Agricultural trade and a free trade agreement with the United Kingdom are on the agenda for trade minister David Parker on his visit to Europe this week.
The rules-based multilateral trading system, including the World Trade Organisation (WTO), is more important than ever for international trade.
Chapman Tripp says the system is under significant stress and its rules need to be updated to reflect innovation and global disruption.
“There needs to be an update to the rule book to address reform on new issues that weren’t part of the global trading system when the rules were written, such as digitalisation, climate change and sustainable development,” says Chapman Tripp international trade expert and partner Daniel Kalderimis.
In this year’s International Trade – Trends and Insights publication, the firm took stock of international trade in 2019 and looks ahead to 2020.
Uncertainty and disruption are key themes with the most immediate area of concern being the future functioning of the WTO’s dispute settlement system. As of December 10 the Appellate Body ceased to function because it had insufficient members to hear an appeal.
That is because of disagreements over its operation that have led the US to block the reappointment or appointment of members.
“This is an issue of significant concern for New Zealand. As a small, export-dependent country we rely on legal rules and processes to advance and defend our interests.”
New Zealand is particularly vulnerable to global economic shifts,” Kalderimis said. “Fortunately, commodity prices for our key exports have remained reasonably strong to date despite global uncertainty.
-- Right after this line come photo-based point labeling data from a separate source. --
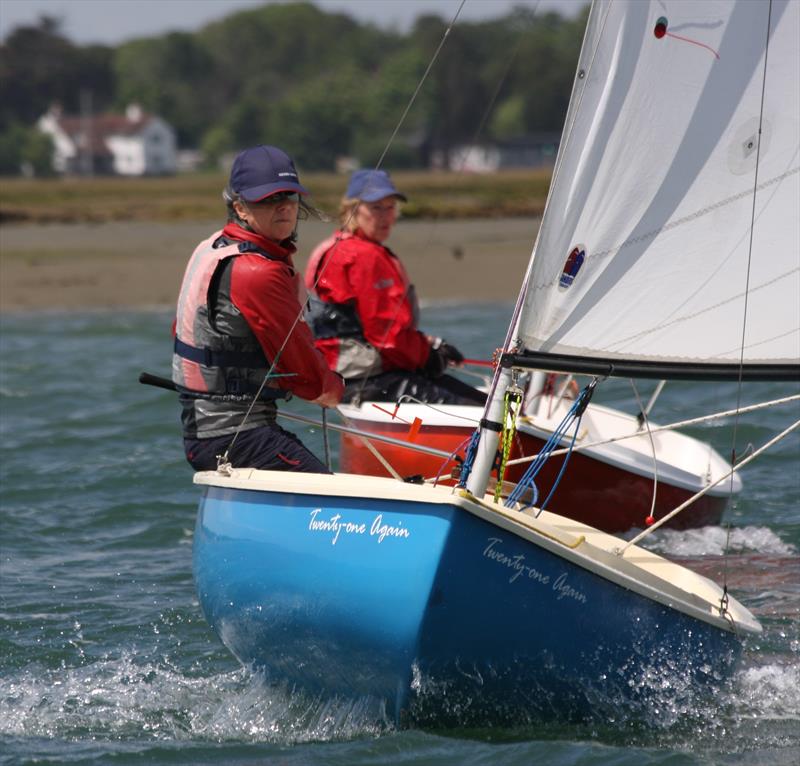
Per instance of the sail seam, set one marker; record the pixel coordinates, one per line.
(600, 254)
(687, 317)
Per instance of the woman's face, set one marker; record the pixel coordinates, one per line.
(375, 219)
(274, 217)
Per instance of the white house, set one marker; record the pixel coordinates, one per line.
(533, 151)
(133, 144)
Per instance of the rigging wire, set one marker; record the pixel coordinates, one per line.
(223, 459)
(646, 422)
(782, 435)
(746, 292)
(476, 133)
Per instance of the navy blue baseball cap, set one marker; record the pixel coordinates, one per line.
(372, 185)
(261, 171)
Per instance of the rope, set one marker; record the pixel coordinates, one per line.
(746, 301)
(643, 412)
(573, 416)
(669, 427)
(469, 458)
(223, 459)
(703, 491)
(374, 450)
(511, 404)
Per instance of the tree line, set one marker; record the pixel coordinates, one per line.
(319, 84)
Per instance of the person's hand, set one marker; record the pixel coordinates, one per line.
(332, 396)
(436, 364)
(450, 353)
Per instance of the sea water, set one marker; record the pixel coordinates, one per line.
(105, 657)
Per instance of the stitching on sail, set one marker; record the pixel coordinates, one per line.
(601, 254)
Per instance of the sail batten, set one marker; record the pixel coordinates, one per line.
(626, 367)
(671, 232)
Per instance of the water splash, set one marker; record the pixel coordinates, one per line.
(713, 541)
(125, 699)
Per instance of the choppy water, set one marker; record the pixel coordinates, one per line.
(105, 657)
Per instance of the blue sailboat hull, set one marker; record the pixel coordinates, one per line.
(442, 615)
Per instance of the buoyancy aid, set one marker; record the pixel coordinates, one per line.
(337, 326)
(218, 364)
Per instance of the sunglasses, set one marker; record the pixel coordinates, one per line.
(278, 197)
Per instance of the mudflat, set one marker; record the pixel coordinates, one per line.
(140, 264)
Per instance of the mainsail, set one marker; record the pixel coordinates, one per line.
(670, 242)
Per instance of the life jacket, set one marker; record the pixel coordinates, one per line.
(337, 327)
(329, 320)
(210, 361)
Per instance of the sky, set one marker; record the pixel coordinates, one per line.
(113, 21)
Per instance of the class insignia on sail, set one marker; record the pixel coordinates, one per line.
(572, 266)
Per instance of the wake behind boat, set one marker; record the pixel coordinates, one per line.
(666, 250)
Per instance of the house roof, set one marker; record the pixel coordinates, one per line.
(101, 127)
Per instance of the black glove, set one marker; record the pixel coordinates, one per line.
(436, 364)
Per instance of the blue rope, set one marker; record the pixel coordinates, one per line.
(469, 458)
(527, 481)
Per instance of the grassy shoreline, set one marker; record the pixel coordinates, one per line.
(193, 197)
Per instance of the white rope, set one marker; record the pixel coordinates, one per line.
(702, 492)
(646, 422)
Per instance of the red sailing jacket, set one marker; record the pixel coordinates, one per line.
(269, 295)
(369, 278)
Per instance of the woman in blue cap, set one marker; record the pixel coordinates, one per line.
(364, 311)
(238, 343)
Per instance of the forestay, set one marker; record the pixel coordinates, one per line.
(670, 238)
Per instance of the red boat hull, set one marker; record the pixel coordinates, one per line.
(591, 491)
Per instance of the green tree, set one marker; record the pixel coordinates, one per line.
(40, 67)
(169, 76)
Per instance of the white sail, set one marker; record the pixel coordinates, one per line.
(686, 223)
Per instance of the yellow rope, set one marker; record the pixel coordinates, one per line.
(511, 406)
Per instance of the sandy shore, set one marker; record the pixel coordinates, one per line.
(137, 265)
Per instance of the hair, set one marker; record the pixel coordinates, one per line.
(305, 211)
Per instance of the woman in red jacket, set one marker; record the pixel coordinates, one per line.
(240, 343)
(363, 310)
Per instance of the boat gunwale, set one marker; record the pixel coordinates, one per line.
(581, 545)
(607, 454)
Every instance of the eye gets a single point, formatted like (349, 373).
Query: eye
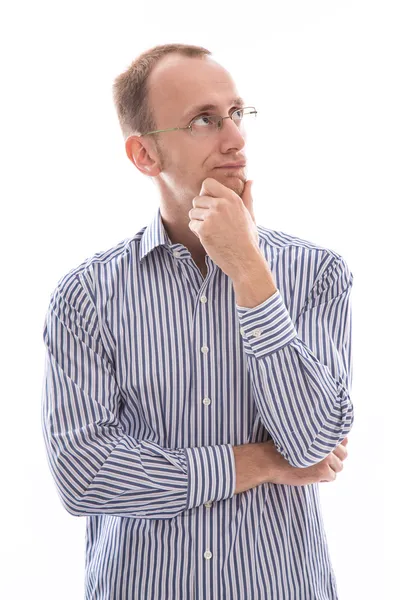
(203, 120)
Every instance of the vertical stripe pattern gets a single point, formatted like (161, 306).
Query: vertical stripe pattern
(152, 374)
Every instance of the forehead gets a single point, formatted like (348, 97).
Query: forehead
(179, 82)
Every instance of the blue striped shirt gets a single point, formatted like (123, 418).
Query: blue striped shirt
(153, 373)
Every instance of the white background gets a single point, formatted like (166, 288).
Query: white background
(325, 163)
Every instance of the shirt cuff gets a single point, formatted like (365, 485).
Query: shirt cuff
(211, 474)
(267, 327)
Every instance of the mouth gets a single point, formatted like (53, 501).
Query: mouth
(230, 168)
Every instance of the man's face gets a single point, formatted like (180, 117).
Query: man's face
(175, 86)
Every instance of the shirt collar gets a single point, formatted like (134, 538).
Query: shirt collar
(154, 235)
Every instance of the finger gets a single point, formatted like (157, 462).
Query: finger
(335, 463)
(340, 451)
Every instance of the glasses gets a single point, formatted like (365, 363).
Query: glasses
(203, 125)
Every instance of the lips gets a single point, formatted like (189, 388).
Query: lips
(231, 166)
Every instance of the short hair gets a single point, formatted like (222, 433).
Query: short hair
(130, 92)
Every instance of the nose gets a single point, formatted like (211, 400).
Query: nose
(230, 136)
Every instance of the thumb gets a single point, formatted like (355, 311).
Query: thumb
(247, 198)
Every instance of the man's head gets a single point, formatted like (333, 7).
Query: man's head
(158, 91)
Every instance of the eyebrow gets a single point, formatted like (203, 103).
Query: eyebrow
(238, 101)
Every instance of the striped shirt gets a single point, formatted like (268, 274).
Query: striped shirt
(153, 373)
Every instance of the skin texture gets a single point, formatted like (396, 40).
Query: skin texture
(210, 210)
(179, 162)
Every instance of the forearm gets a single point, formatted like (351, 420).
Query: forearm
(253, 283)
(252, 466)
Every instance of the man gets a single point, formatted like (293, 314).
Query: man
(198, 374)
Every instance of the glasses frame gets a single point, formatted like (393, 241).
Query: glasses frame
(219, 123)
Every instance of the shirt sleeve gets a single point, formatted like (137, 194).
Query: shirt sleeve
(96, 466)
(302, 371)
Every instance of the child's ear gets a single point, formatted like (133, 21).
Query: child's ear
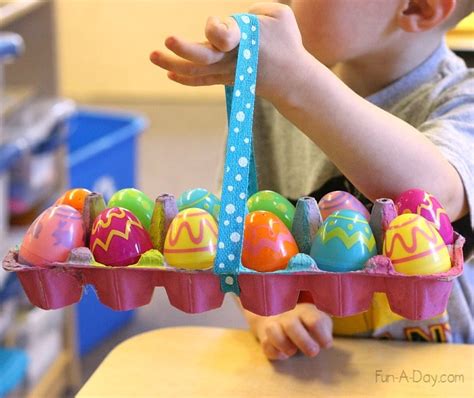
(420, 15)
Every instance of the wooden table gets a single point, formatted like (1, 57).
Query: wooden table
(212, 362)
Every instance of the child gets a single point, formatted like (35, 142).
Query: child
(372, 84)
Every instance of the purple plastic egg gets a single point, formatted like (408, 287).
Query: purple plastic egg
(419, 202)
(341, 200)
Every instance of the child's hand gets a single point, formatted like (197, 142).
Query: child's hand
(213, 62)
(304, 328)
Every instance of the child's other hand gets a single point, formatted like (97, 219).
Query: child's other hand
(213, 62)
(304, 328)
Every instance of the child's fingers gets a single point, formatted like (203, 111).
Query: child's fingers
(201, 53)
(182, 66)
(301, 338)
(319, 326)
(271, 352)
(223, 35)
(205, 80)
(277, 338)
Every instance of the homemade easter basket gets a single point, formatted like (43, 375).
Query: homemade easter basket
(339, 294)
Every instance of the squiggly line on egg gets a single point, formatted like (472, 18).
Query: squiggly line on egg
(210, 248)
(429, 208)
(416, 256)
(348, 240)
(124, 235)
(110, 217)
(173, 236)
(431, 237)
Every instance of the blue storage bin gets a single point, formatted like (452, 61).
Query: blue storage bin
(13, 365)
(102, 150)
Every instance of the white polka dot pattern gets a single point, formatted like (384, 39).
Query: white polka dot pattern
(240, 179)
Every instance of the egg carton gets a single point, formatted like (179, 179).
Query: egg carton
(339, 294)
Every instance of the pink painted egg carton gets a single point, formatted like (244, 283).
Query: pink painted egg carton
(339, 294)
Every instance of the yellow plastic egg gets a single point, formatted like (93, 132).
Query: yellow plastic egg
(191, 240)
(415, 247)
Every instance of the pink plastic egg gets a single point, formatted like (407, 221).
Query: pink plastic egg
(419, 202)
(51, 237)
(118, 238)
(340, 200)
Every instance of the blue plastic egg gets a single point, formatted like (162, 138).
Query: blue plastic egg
(344, 242)
(202, 199)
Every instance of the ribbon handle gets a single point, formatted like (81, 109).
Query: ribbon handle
(239, 181)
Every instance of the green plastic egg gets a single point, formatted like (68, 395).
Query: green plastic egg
(135, 201)
(274, 203)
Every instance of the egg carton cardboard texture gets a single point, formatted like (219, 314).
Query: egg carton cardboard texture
(340, 294)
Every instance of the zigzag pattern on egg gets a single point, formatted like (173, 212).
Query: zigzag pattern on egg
(114, 233)
(348, 240)
(174, 235)
(105, 224)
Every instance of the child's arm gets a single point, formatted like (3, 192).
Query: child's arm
(379, 153)
(304, 328)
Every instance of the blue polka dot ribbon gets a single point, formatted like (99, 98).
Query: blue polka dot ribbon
(240, 179)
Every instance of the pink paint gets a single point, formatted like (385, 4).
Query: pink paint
(339, 294)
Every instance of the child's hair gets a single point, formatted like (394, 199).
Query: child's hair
(463, 9)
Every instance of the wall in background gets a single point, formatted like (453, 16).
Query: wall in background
(104, 46)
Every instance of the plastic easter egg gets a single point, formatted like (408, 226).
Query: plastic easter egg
(268, 244)
(426, 205)
(202, 199)
(52, 236)
(118, 238)
(339, 200)
(344, 242)
(75, 198)
(135, 201)
(274, 203)
(191, 240)
(415, 247)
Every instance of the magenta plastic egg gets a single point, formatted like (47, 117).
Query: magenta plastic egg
(51, 237)
(419, 202)
(340, 200)
(118, 238)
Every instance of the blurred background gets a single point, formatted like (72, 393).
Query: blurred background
(82, 106)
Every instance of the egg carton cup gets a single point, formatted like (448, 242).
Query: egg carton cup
(414, 297)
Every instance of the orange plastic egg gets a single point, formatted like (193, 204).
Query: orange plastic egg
(51, 237)
(268, 244)
(74, 198)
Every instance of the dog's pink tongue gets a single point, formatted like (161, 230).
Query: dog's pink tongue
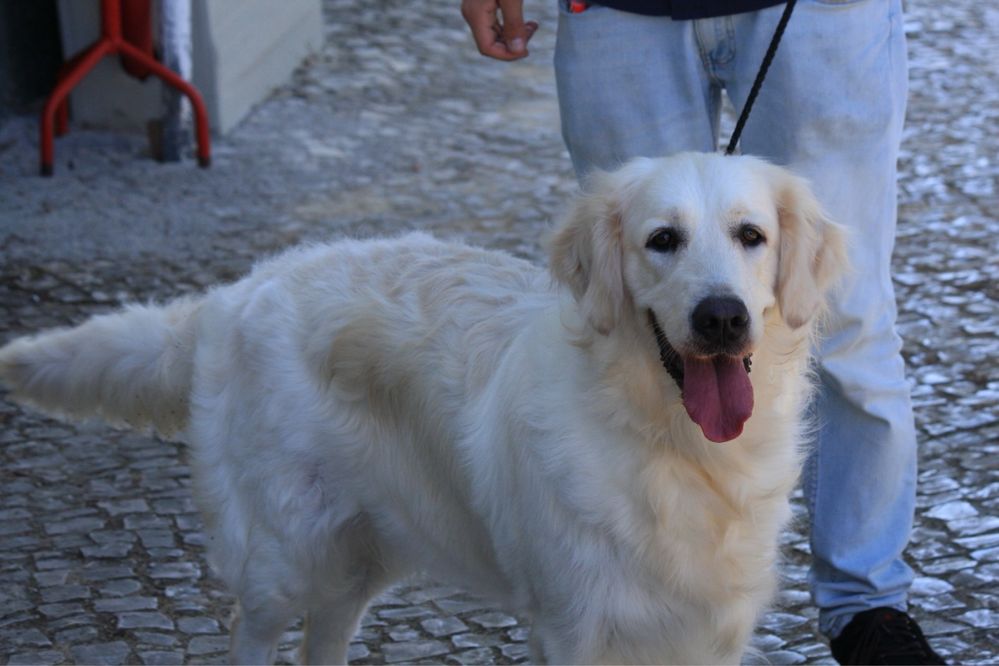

“We are also an innovation hub and that gives us good reason to be optimistic.”
Despite the uncertainty, there were success stories and positive and exciting developments in 2019, he says.
These include the conclusion of the NZ-China Free Trade Agreement upgrade, talks initiated on a climate change and trade agreement, the digital economic partnership with Singapore and Chile, and continued success on the world stage for ground breaking New Zealand companies.